Horses, Santa Ragione’s 2025 surrealist horror title that was barred from both the Steam and Epic Games storefronts, has left its developer and publisher mired in a $42,000 deficit, according to an official press release shared with Kotaku.
Santa Ragione reports that the game’s launch on GOG, Itch, and Humble generated 30,000 individual sales, bringing in roughly $100,000 in revenue. While that figure is respectable for a small indie studio and a niche title, it fell short of covering the costs, with only $8,000 actually reaching Santa Ragione.
“In keeping with the transparency that has characterized our communications around Horses, this is a breakdown of how the revenue was distributed,” the press release states. “$30,000 went to the game’s director, Andrea Lucco Borlera, in recognition of years of work on the project; $62,000 went to the game’s private funders, covering their $50,000 investment and providing a return; and $8,000 remains with Santa Ragione, a first step toward recouping the $50,000 of self‑funded development costs.”
As confirmed in a follow‑up email from Santa Ragione’s co‑founder and studio director, Pietro Righi Riva, the studio now faces a $42,000 debt.
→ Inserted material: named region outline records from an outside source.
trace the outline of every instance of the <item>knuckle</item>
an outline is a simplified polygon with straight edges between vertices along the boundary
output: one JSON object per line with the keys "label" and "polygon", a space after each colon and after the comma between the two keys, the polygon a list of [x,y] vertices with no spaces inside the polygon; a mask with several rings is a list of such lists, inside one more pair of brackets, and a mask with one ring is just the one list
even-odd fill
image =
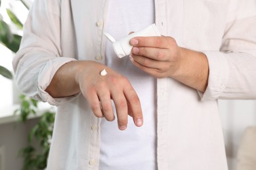
{"label": "knuckle", "polygon": [[108,105],[108,104],[102,105],[102,110],[104,112],[109,112],[111,111],[111,109],[112,109],[110,105]]}
{"label": "knuckle", "polygon": [[145,48],[144,47],[140,47],[140,50],[139,50],[140,52],[140,54],[142,55],[142,56],[145,56],[146,55],[146,50],[145,50]]}
{"label": "knuckle", "polygon": [[118,119],[118,124],[119,125],[127,125],[127,120],[125,118],[119,118]]}
{"label": "knuckle", "polygon": [[157,60],[161,60],[165,58],[165,55],[163,52],[162,52],[160,50],[158,50],[157,54],[156,54],[156,58]]}
{"label": "knuckle", "polygon": [[142,62],[142,65],[145,66],[150,66],[150,61],[147,59],[144,59]]}
{"label": "knuckle", "polygon": [[121,99],[117,101],[117,106],[119,109],[124,109],[127,107],[127,103],[125,100]]}
{"label": "knuckle", "polygon": [[162,44],[161,39],[160,39],[159,37],[156,37],[154,41],[154,44],[155,44],[154,45],[156,46],[161,46]]}
{"label": "knuckle", "polygon": [[104,81],[100,81],[98,82],[95,87],[98,89],[103,89],[103,88],[106,88],[106,82],[104,82]]}
{"label": "knuckle", "polygon": [[131,97],[131,102],[134,104],[134,105],[140,105],[140,99],[139,98],[139,97],[137,95],[133,95]]}
{"label": "knuckle", "polygon": [[93,111],[96,111],[100,109],[100,106],[98,103],[93,102],[91,103],[91,109],[93,110]]}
That amount is substantial for a studio of Santa Ragione’s scale and will likely be difficult to recover, especially since Horses’ moment in the spotlight has already faded.
Yet one lingering question remains: might Horses have fared better had it never been pulled from Steam? While the answer is speculative, I remain skeptical. As Kotaku’s Kenneth Shepard noted in his 2025 review, the game’s fleeting moment in the spotlight was largely a consequence of its controversial removal from the Steam storefront—an event that still fuels discussion about the title in 2026.
❓ Frequently Asked Questions (FAQ)
What caused Santa Ragione to incur a $42,000 debt after releasing Horses?
The game was banned from both Steam and Epic Games storefronts, severely limiting its sales channels. Although it sold 30,000 copies on GOG, Itch, and Humble, the revenue was distributed among the director, private funders, and the studio, leaving only $8,000 for Santa Ragione. After covering the $50,000 self‑funded development cost, the studio was left with a $42,000 deficit.
How was the $100,000 revenue from Horses distributed?
$30,000 was paid to director Andrea Lucco Borlera for his work, $62,000 went to private funders to cover their $50,000 investment and provide a return, and the remaining $8,000 stayed with Santa Ragione as a first step toward recouping its self‑funded costs.
What does this situation reveal about indie game publishing?
It highlights the volatility of the indie market, where platform bans or limited visibility can dramatically erode revenue, making it difficult for small studios to recover from unexpected financial shortfalls.